Justiça do Rio decreta prisão de turista argentina por ofensas racistas em Ipanema

Agostina Paez, que se tornou ré, cometeu o crime contra quatro funcionários de um bar no bairro da Zona Sul da capital fluminense

Por Redação

Turista argentina e influenciadora Agostina Paez ao cometer ofensas racistas contra funcionários de um bar de Ipanema, Zona Sul do Rio, em 14 de janeiro de 2026

A Justiça do Rio de Janeiro aceitou denúncia do Ministério Público do estado e decretou a prisão preventiva da turista argentina e influenciadora Agostina Paez por ofensas racistas praticadas feitas em 14 de janeiro contra quatro funcionários de um bar em Ipanema, zona sul da capital.

O juiz que atua na 37ª vara Criminal do Rio entendeu que a conduta foi reiterada e suficientemente grave para justificar a medida extrema.

Com a aceitação da denúncia, a argentina, que é advogada, passa à condição de ré em uma ação penal. O crime de racismo está previsto no art. 2º-A da lei 7.716/89 e prevê pena de prisão de dois a cinco anos

Antes da decretação da prisão, a pedido do MP/RJ, o magistrado já havia determinado medidas cautelares, como a proibição de Agostina deixar o país, a retenção do passaporte e o uso de tornozeleira eletrônica.

Segundo o processo, a turista estava com duas amigas em um bar na rua Vinícius de Moraes quando discordou do valor da conta e passou a ofender um funcionário, chamando-o de “negro”, de forma ofensiva, com o propósito de discriminá-lo e inferiorizá-lo em razão de sua raça e cor.

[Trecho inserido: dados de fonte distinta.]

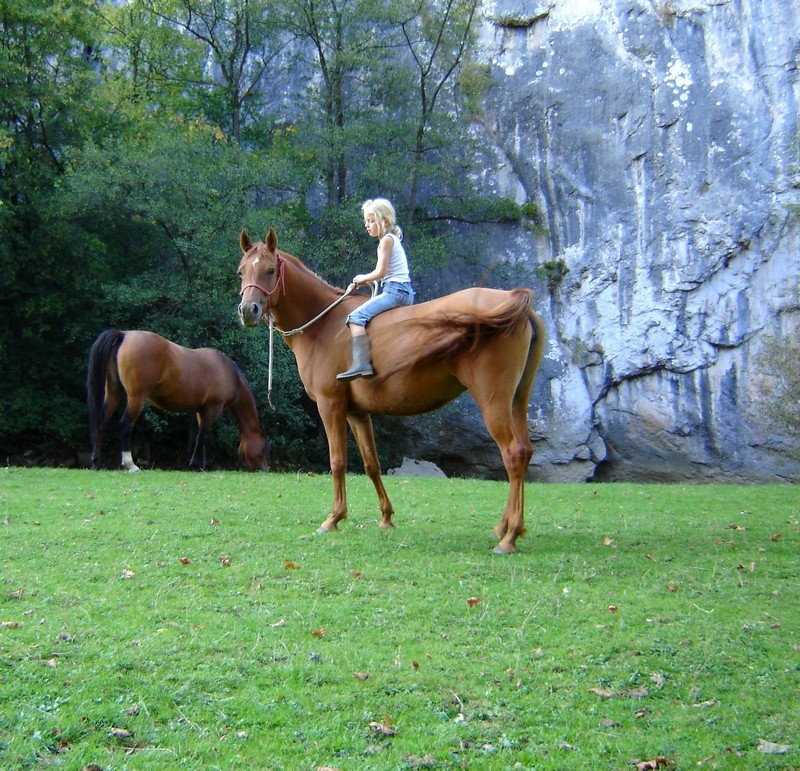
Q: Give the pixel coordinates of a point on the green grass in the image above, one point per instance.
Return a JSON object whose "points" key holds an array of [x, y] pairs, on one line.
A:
{"points": [[180, 620]]}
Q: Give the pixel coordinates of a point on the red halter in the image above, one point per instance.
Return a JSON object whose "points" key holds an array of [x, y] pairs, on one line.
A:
{"points": [[280, 281]]}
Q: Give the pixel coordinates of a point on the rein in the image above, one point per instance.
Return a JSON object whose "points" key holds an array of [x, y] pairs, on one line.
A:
{"points": [[281, 282]]}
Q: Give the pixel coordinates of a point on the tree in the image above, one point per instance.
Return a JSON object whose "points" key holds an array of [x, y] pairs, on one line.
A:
{"points": [[437, 34], [347, 41], [241, 41]]}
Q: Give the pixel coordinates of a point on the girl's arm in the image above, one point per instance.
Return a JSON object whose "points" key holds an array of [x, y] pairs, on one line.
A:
{"points": [[385, 246]]}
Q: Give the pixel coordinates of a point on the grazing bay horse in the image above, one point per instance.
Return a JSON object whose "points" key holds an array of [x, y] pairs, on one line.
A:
{"points": [[485, 341], [145, 367]]}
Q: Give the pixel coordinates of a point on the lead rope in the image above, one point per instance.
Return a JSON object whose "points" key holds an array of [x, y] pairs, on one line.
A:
{"points": [[300, 330], [269, 369]]}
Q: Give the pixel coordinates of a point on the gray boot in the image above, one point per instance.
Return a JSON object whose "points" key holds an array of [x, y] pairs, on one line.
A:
{"points": [[362, 364]]}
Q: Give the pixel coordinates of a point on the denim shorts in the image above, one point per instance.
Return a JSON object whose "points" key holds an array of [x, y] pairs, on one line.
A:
{"points": [[393, 295]]}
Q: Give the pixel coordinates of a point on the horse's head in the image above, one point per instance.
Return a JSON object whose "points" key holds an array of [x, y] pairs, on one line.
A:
{"points": [[261, 274]]}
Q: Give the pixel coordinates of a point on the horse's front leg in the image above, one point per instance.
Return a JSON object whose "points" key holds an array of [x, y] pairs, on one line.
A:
{"points": [[333, 419], [361, 426]]}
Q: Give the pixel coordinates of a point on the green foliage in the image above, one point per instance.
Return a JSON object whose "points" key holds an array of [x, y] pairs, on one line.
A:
{"points": [[187, 620], [138, 138], [553, 271]]}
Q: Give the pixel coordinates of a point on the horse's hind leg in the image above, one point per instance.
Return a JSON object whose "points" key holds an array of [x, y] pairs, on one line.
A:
{"points": [[127, 424], [361, 426]]}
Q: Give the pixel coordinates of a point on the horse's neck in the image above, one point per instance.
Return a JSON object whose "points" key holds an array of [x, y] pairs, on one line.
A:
{"points": [[244, 410]]}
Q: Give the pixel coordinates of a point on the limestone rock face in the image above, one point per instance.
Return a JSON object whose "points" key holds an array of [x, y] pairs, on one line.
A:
{"points": [[658, 140]]}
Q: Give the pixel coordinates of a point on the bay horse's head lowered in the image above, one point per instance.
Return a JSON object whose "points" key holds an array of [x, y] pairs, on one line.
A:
{"points": [[261, 275]]}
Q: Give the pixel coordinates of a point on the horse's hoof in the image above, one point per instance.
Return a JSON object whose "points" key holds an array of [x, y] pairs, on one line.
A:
{"points": [[503, 550]]}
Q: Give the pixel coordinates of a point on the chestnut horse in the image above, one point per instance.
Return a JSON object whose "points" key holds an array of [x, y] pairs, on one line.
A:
{"points": [[485, 341], [146, 367]]}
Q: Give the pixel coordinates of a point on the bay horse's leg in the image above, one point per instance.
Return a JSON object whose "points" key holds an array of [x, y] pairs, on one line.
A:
{"points": [[205, 419], [333, 419], [128, 421], [200, 442], [111, 402], [361, 426]]}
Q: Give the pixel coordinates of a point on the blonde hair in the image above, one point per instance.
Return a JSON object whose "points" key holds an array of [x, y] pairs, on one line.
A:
{"points": [[382, 211]]}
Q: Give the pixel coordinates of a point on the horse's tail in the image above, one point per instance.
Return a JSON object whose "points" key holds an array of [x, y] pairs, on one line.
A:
{"points": [[457, 331], [103, 349]]}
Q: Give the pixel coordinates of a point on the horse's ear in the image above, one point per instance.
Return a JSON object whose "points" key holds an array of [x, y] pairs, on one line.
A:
{"points": [[244, 241]]}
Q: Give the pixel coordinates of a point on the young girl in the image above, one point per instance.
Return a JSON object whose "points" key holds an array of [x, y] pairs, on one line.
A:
{"points": [[392, 270]]}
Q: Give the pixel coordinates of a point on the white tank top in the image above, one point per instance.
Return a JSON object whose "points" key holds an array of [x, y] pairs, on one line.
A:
{"points": [[398, 263]]}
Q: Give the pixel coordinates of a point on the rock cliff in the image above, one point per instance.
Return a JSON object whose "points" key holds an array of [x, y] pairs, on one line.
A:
{"points": [[658, 140]]}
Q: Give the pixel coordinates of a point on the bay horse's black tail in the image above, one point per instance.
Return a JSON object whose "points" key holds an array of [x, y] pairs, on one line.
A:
{"points": [[103, 350]]}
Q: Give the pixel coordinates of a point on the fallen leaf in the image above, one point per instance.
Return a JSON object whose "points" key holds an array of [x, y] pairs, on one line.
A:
{"points": [[628, 693], [383, 728], [650, 765], [603, 693], [771, 748], [658, 679], [426, 761]]}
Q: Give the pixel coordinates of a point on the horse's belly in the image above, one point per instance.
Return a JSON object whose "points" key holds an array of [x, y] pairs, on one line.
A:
{"points": [[395, 396]]}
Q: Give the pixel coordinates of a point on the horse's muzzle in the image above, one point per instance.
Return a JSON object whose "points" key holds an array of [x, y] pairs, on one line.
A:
{"points": [[250, 313]]}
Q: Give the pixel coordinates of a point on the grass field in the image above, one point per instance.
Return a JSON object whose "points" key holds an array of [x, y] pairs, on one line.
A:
{"points": [[180, 620]]}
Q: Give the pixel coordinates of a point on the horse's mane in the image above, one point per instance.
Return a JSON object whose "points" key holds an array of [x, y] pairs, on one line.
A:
{"points": [[453, 332]]}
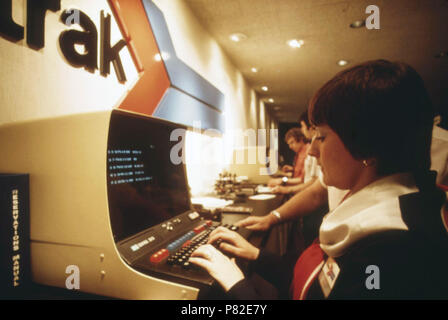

Mesmo após ser advertida pela vítima de que a conduta configurava crime no Brasil, ela se dirigiu à caixa do estabelecimento e a chamou de “mono”, termo equivalente a macaco em espanhol, além de fazer gestos simulando o animal.

A denúncia aponta que, após sair do bar, Agostina voltou a praticar novas ofensas. Na calçada em frente ao estabelecimento, proferiu outras expressões, emitiu ruídos e fez novamente gestos imitando macaco contra três funcionários do local.

No documento, a promotoria ressaltou que os relatos das vítimas foram corroborados por declarações de testemunhas, imagens do circuito interno de monitoramento do bar e outros registros produzidos no momento dos fatos.

Também foi rejeitada a versão apresentada pela denunciada de que os gestos teriam sido meras brincadeiras dirigidas às amigas, especialmente porque uma das turistas tentou impedir a continuidade das ofensas, o que demonstraria a consciência da reprovabilidade da conduta.

Manifestação

Após a decisão da Justiça, a advogada divulgou um vídeo nas redes sociais em que se diz “desesperada” e “morta de medo”.

"Tenho medo de que fazer este vídeo me prejudique, que meus direitos sejam ainda mais violados. Não posso falar sobre o que aconteceu; só espero que tudo seja esclarecido e resolvido da maneira correta."